André Santini : "j'étais très heureux avec Jacques Chirac"

Pour évoquer quelques épisodes peu connus de la vie politique des années Chirac, nous nous sommes entretenus avec André Santini, proche de Jacques Chirac, maire UDI d’Issy-les-Moulineaux, ancien secrétaire d’État et ministre.

André Santini, interviewé par Patrick Roger sur Sud Radio, à 8h10, dans "C'est à la une".

André Santini était l’invité de Patrick Roger le 27 septembre 2019 dans l’émission "C’est à la une" sur Sud Radio, à retrouver du lundi au vendredi à 8h10.

 

"Il fallait ramener les sympathisants de Le Pen dans la communauté nationale"

André Santini a tout d’abord raconté la période de sa vie en tant que secrétaire d'État aux Rapatriés (mars 1986 - septembre 1987). Il avoue avoir été surpris par cette nomination. "Je n’ai jamais été en Algérie, sauf que j’ai pas mal d’amis pieds-noirs et, plus tard, harkis. Jacques Chirac m’avait dit : ‘tu connais beaucoup d’Arméniens, tu feras l’affaire avec eux’".

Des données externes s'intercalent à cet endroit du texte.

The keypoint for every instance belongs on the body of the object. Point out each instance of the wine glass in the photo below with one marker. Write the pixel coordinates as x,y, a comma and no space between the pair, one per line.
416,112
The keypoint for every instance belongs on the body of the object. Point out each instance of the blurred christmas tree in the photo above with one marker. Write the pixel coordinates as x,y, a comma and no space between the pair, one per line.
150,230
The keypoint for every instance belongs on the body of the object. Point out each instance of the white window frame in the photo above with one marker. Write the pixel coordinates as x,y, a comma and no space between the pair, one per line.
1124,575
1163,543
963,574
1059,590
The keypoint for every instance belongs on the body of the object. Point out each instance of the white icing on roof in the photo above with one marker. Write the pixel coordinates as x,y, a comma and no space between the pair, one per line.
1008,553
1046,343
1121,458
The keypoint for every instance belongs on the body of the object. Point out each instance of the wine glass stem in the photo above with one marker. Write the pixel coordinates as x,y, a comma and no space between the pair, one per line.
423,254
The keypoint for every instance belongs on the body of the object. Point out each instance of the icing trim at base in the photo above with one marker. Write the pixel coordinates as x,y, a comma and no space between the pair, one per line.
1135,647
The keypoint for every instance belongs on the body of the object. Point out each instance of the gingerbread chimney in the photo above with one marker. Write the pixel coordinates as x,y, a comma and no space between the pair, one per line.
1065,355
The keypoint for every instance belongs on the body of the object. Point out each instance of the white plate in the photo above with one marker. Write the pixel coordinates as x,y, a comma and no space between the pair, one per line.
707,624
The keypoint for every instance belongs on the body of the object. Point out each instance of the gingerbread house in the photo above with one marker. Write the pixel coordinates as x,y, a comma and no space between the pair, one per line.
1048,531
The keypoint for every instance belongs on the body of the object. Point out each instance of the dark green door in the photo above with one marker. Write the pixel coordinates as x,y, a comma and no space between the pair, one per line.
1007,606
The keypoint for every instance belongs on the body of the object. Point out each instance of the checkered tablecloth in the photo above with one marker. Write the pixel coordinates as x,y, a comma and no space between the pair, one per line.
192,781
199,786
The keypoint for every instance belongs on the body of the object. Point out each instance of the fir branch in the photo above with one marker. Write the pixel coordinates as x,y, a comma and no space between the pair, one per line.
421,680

"Moi, j’avais surtout comme cible les gens qui votaient Le Pen. La présidentielle approchait, et il fallait trouver un moyen de les ramener dans la communauté nationale. Beaucoup de rapatriés étaient concernés, Le Pen les flattait. Et j’ai dû me balader tous les week-ends dans les villages de harkis. Au bout de quelque temps passé à manger des méchouis et du couscous, je me suis dit : 'ça y est, j’ai fait mon boulot, j’ai envie de changer'. Et ils étaient étonnés de me voir partir, ils étaient contents de moi".

"Jacques Chirac aimait bien le travail de terrain"

"Puis c’était le moment des arbitrages. Édouard Balladur présidait ce comité et, avec tout mon respect pour lui, il faut bien le dire, il verrouillait tout. La presse, Libération entre autres, avait dit : ‘Santini va manger son chapeau’. Je suis arrivé dans la salle, toute la presse était là, les journalistes demandaient : 'Pourquoi il n’y a pas d’argent pour indemniser les rapatriés ?'. Et à un moment, Édouard Balladur m’a adressé la parole: 'Et si nous donnons tout l’argent pour les rapatriés, ils voteront pour nous ?' Et là, je réponds : 'Monsieur le Premier ministre, je ne peux pas vous le garantir. Vous êtes sorti de votre rôle, vous faites de la politique maintenant'. Et Jacques Chirac a éclaté de rire.

André Santini assure avoir gardé des liens avec Jacques Chirac même après avoir quitté son gouvernement. "Jacques Chirac est venu à Issy-les-Moulineaux en 1990 pour la rentrée du Conseil communal des jeunes. Il voulait franchir le périphérique, il avait senti ce problème-là. Et puis il aimait bien le travail de terrain." Et puis, un jour André Santini est allé représenter Jacques Chirac à la cérémonie d’investiture d’un président coréen, car sa ville est jumelée avec le district de Guro, en Corée. "J’étais assis à côté de Colin Powell. Un petit maire de banlieue, fils de berger, j’étais très heureux avec lui".